Discover a rich Aboriginal history along Gippsland’s rugged coastline. Wander the fern gullies, sandy beaches and eucalypt forests of the sacred land now known as Wilsons Promontory National Park. Trace Aboriginal trading routes up to 18,000 years old. Watch local Aboriginal people make baskets, spears, shields and canoes in the traditional way at Bairnsdale. Or learn where the Dreamtime touched the rugged gorges, rainforest and gullies of Woolshed Creek.
6. Sydney cultural tours, New South Wales
Get a glimpse into the lives of Sydney’s original inhabitants on a harbor cruise or walking tour. You can learn the Aboriginal names and meanings of significant Sydney landmarks as you cruise the harbor with Aboriginal guides. Visit rock-carvings and old Aboriginal settlements and stop off for a traditional Aboriginal welcome on Clark Island. Off the boat, you can taste bush food and learn about Aboriginal use of plants on a walking tour through Sydney’s lush harbourside Botanical Gardens.
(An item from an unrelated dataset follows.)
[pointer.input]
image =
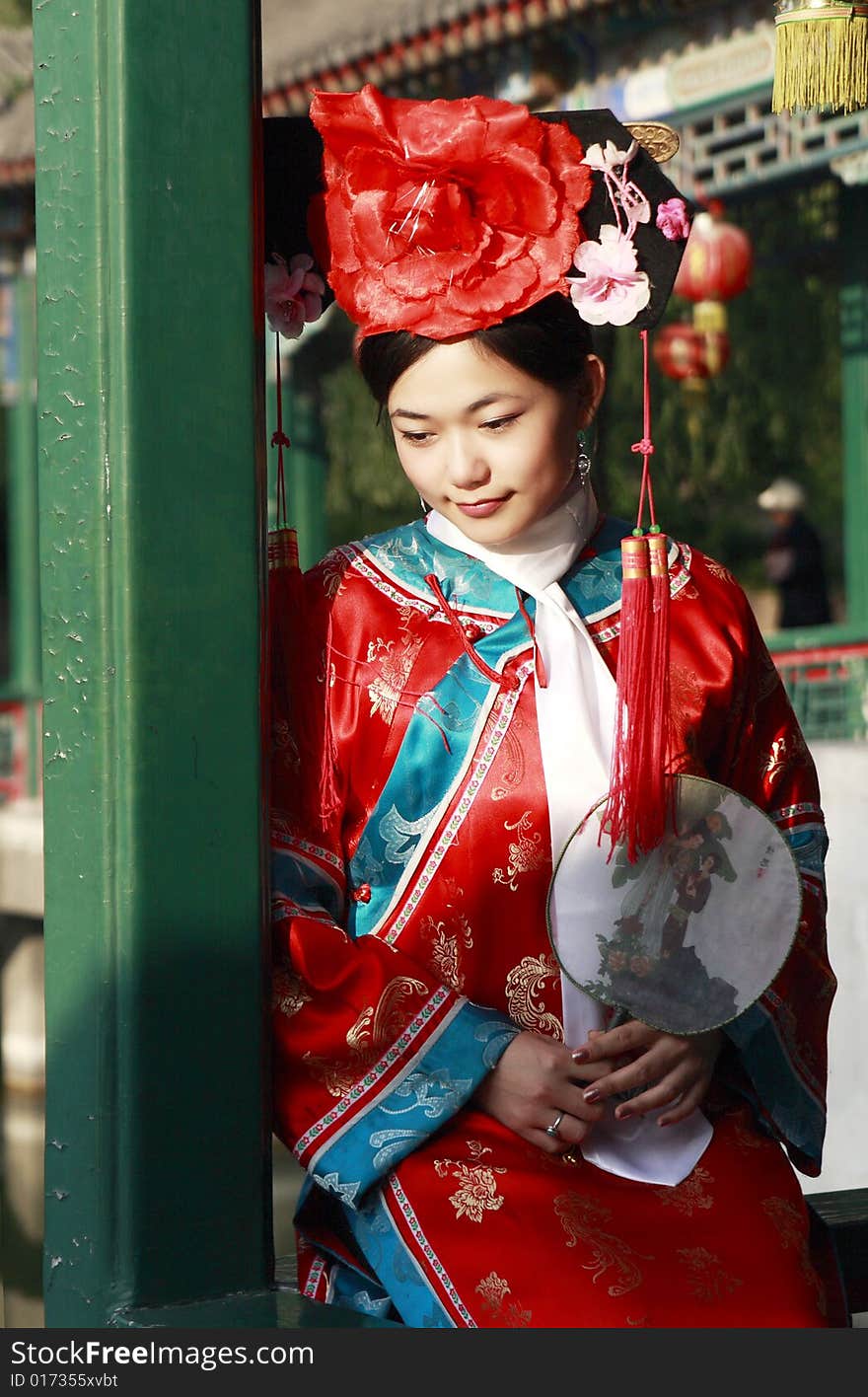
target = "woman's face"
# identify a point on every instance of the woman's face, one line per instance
(484, 443)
7. Bangarra Dance Company, National
You can’t miss a performance by one of Australia’s oldest, youngest and most innovative dance companies. Bangarra blends a living tradition stretching back 50,000 years with contemporary dance influences from across the world. See this truly Australian dance language in its home theatre in Sydney or on stages in cities across the nation.